Waring G O, O'Connell M A, Maloney R K, Hagen K B, Brint S F, Durrie D S, Gordon M, Steinert R F
Department of Ophthalmology, Emory University, Atlanta, Ga, USA.
J Refract Surg. 1995 May-Jun;11(3):170-80.
Argon fluoride (193 nm) excimer laser photorefractive keratectomy for myopia is under evaluation by the United States Food and Drug Administration.
We report a consecutive prospective series of 100 patients (one eye per patient) treated as part of the Phase IIB FDA-approved protocol, with 80 patients followed for 1 year. Patients' ages ranged from 21 to 62 years (mean, 35 years). The Summit Technology, Inc ExciMed UV200LA with a 4.5-mm diameter ablation was used.
Baseline spherical equivalent refraction ranged from -2.00 to -6.90 diopters (D) (mean -4.60 D). Ninety-five percent of eyes reepithelialized by 72 hours. At 1 year, the difference between attempted and achieved correction was +/- 0.50 D for 42 eyes (53%) and +/- 1.00 D for 60 eyes (75%). During the first 6 months, there was a trend toward overcorrection and the majority of eyes showed some loss of initial refractive correction; 10 eyes (14%) changed by 1.00 D or more between 6 and 12 months. An uncorrected visual acuity of 20/25 or better was achieved by 50 eyes (63%) and 20/40 or better by 61 eyes (77%). Of the 10 eyes (12%) that lost two or more Snellen lines of spectacle-corrected or glare visual acuity, two had visual acuity of worse than 20/25. Central subepithelial corneal haze was absent to mild in 77 (96%) eyes at 12 months.
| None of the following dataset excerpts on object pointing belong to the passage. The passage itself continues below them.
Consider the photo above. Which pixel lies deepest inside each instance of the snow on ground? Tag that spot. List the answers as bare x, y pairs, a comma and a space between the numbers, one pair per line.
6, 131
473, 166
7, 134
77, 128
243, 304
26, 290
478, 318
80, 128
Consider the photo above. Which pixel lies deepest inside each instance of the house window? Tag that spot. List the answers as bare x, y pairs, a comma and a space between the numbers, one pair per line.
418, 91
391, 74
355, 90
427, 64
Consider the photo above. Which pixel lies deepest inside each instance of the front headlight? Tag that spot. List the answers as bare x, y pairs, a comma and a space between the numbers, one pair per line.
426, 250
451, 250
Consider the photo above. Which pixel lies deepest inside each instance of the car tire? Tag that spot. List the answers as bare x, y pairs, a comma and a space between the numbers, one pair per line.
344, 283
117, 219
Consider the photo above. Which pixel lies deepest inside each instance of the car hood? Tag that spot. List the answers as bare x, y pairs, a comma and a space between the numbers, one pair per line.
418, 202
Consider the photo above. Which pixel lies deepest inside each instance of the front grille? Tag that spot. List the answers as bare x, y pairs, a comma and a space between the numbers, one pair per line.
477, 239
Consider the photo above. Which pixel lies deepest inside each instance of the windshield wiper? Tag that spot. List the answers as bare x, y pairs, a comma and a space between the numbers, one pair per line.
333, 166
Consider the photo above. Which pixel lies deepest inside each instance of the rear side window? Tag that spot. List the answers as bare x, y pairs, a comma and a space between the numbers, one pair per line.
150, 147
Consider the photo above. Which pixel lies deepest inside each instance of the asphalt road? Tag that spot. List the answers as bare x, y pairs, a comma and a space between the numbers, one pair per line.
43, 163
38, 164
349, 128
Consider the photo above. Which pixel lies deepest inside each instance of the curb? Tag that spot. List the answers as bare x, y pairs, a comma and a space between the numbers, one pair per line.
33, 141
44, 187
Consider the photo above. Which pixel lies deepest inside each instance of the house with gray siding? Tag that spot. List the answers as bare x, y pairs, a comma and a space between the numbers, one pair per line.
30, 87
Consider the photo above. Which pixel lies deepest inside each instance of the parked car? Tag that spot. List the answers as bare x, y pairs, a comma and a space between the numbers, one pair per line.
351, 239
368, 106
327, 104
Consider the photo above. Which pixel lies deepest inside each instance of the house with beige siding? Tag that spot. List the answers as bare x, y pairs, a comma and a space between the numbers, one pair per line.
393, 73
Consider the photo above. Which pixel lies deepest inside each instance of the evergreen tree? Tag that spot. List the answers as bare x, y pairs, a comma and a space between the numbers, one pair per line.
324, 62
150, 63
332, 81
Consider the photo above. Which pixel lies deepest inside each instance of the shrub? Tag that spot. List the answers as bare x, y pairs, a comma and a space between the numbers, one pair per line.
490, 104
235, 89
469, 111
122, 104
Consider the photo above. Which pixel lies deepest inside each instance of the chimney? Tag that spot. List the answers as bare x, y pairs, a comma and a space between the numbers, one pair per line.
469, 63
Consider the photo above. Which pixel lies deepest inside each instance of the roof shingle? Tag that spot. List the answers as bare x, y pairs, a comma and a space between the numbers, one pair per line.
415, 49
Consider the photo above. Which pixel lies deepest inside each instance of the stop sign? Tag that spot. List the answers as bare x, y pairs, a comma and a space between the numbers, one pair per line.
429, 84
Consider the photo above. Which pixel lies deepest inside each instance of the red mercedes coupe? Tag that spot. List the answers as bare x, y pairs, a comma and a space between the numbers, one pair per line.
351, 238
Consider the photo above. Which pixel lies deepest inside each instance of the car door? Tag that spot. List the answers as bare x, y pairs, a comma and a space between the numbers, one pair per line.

Excimer laser photorefractive keratectomy as performed in this study was generally effective and safe in reducing simple spherical myopia. Further studies of the effect of a larger diameter ablation zone, smoother transitional corneal contours, and the effect of postoperative topical corticosteroids may lead to further improvements in outcome.
美国食品药品监督管理局正在对用于治疗近视的氟化氩(193纳米)准分子激光屈光性角膜切削术进行评估。
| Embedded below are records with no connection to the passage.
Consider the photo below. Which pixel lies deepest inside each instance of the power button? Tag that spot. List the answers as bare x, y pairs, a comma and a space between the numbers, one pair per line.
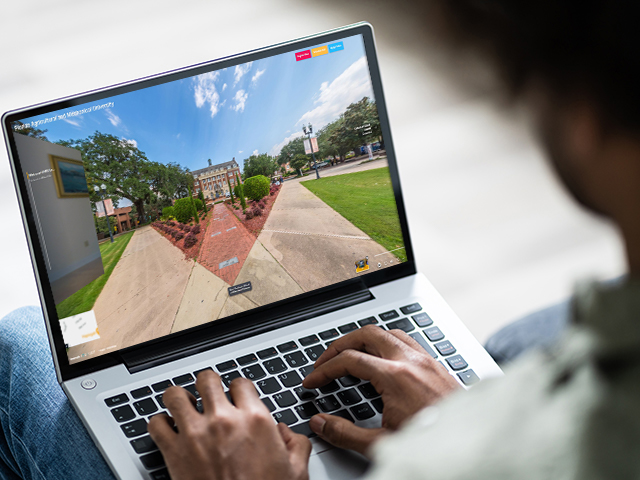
88, 384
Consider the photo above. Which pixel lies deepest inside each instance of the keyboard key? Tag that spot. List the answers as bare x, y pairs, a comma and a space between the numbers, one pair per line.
306, 370
117, 400
403, 324
422, 320
135, 428
329, 334
344, 414
274, 366
247, 359
349, 327
310, 340
362, 411
368, 391
183, 379
314, 352
434, 334
390, 315
367, 321
269, 385
197, 372
227, 378
349, 397
423, 343
349, 381
146, 407
290, 379
254, 372
285, 399
306, 410
143, 444
287, 347
413, 308
457, 362
303, 429
445, 348
161, 474
160, 401
286, 416
328, 404
468, 377
330, 387
192, 390
267, 353
141, 392
161, 386
152, 460
123, 414
296, 359
306, 393
226, 366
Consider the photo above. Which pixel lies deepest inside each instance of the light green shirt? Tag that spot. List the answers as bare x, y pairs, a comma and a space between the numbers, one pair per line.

我们报告了连续100例患者(每位患者一只眼)的前瞻性系列研究,这些患者作为美国食品药品监督管理局批准的IIB期方案的一部分接受治疗,其中80例患者随访了1年。患者年龄在21至62岁之间(平均35岁)。使用了Summit Technology公司的ExciMed UV200LA,其消融直径为4.5毫米。
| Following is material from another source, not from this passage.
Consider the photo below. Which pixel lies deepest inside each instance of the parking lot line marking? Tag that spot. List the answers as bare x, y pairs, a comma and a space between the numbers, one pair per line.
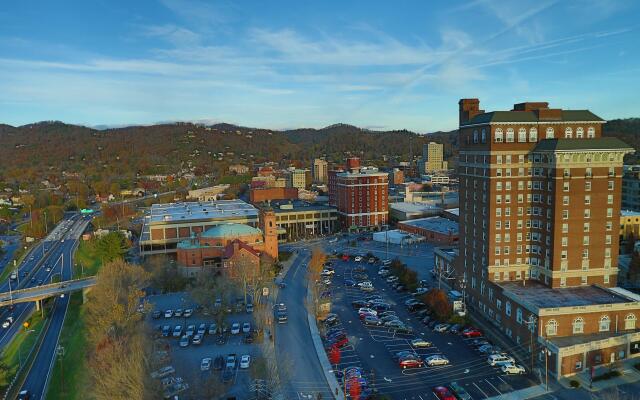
495, 388
481, 391
505, 382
基线等效球镜屈光度范围为-2.00至-6.90屈光度(D)(平均-4.60 D)。95%的眼睛在72小时内重新上皮化。在1年时,42只眼(53%)尝试矫正与实际矫正的差值为±0.50 D,60只眼(75%)为±1.00 D。在最初的6个月内,有过矫的趋势,大多数眼睛的初始屈光矫正有一定程度的丧失;10只眼(14%)在6至12个月之间变化了1.00 D或更多。50只眼(63%)的裸眼视力达到20/25或更好,61只眼(77%)达到20/40或更好。在10只(12%)失去两行或更多行眼镜矫正视力或眩光视力的眼中,有两只眼的视力低于20/25。12个月时,77只眼(96%)的中央角膜上皮下混浊为无至轻度。
本研究中进行的准分子激光屈光性角膜切削术在降低单纯性球面近视方面总体上有效且安全。对更大直径消融区、更平滑的角膜过渡轮廓以及术后局部使用皮质类固醇的效果进行进一步研究,可能会使治疗效果得到进一步改善。